= Associated Producers =

Defunct film production and distribution company

Associated Producers was an American film production and distribution company of the silent era.

== Overview ==
Inspired by the foundation of United Artists, the company brought together a group of leading film directors who hoped running their own company would given them greater financial and artistic control over their work. Those involved with the outfit included Allan Dwan, Marshall Neilan, Maurice Tourneur, Thomas H. Ince, Mack Sennett and George Loane Tucker

== History ==
Established in late 1919, the company chose not to release their films through United Artists as widely expected but to handle their own distribution. It was also announced that any other directors wishing to join the company would be welcomed. Future director Howard Hawks became involved raising finances for several pictures for the company.

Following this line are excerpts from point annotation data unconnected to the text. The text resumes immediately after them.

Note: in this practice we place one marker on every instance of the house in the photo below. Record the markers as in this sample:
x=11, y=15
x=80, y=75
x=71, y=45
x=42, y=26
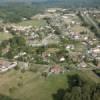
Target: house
x=62, y=59
x=5, y=65
x=56, y=69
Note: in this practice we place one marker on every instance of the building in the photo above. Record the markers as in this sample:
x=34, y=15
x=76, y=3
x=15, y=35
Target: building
x=5, y=65
x=56, y=69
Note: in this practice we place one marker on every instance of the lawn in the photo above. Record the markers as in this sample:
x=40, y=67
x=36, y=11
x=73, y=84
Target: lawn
x=35, y=23
x=31, y=86
x=5, y=36
x=34, y=86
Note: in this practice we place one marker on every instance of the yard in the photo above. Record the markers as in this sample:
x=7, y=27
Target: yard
x=35, y=23
x=31, y=86
x=5, y=36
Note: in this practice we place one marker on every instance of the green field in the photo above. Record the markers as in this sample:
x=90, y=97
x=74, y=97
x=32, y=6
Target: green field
x=32, y=86
x=5, y=36
x=35, y=23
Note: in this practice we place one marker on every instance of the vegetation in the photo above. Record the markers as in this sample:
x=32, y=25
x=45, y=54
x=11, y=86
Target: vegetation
x=85, y=90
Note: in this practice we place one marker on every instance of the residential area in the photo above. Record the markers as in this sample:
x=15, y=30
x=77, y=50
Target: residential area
x=50, y=44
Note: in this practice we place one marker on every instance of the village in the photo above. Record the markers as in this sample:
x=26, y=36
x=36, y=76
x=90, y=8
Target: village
x=37, y=55
x=63, y=41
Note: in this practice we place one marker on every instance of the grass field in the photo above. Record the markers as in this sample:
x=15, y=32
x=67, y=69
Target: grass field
x=34, y=87
x=35, y=23
x=31, y=86
x=5, y=36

The company announced plans to have at least thirty releases in its first year. Before long, however, this proved to be too ambitious a target. Many of the directors were still under contract to produce films for other studios before they could start work for Associated Producers. One of the most financially successful of the company's releases was Maurice Tourneur's The Last of the Mohicans. Otherwise the company was struggling financially, and according to Variety was losing $5,000 a day by summer 1921.

== Liquidation ==
Eventually the company abandoned its idea of independent releasing, and signed a deal for its films to be handled by First National Pictures. Soon afterwards production was stopped completely.

==Filmography==

- Soldiers of Fortune (1919)
- The Luck of the Irish (1920)
- Love (1920)
- Homespun Folks (1920)
- The Last of the Mohicans (1920)
- The Leopard Woman (1920)
- The Forbidden Thing (1920)
- A Thousand to One (1920)
- Lying Lips (1921)
- A Small Town Idol (1921)
- A Perfect Crime (1921)
- I Am Guilty (1921)
- Mother o' Mine (1921)
- A Broken Doll (1921)
- The Ten Dollar Raise (1921)
- The Foolish Matrons (1921)
- Greater Than Love (1921)
- Devotion (1921)
- The Cup of Life (1921)
- Pilgrims of the Night (1921)
- Blind Hearts (1921)
- Love Never Dies (1921)
- Hail the Woman (1921)
- The Sea Lion (1921)

==Bibliography==
- Lombardi, Frederic. Allan Dwan and the Rise and Decline of the Hollywood Studios. McFarland, 2013.
- Slide, Anthony. The New Historical Dictionary of the American Film Industry. Routledge, 2014.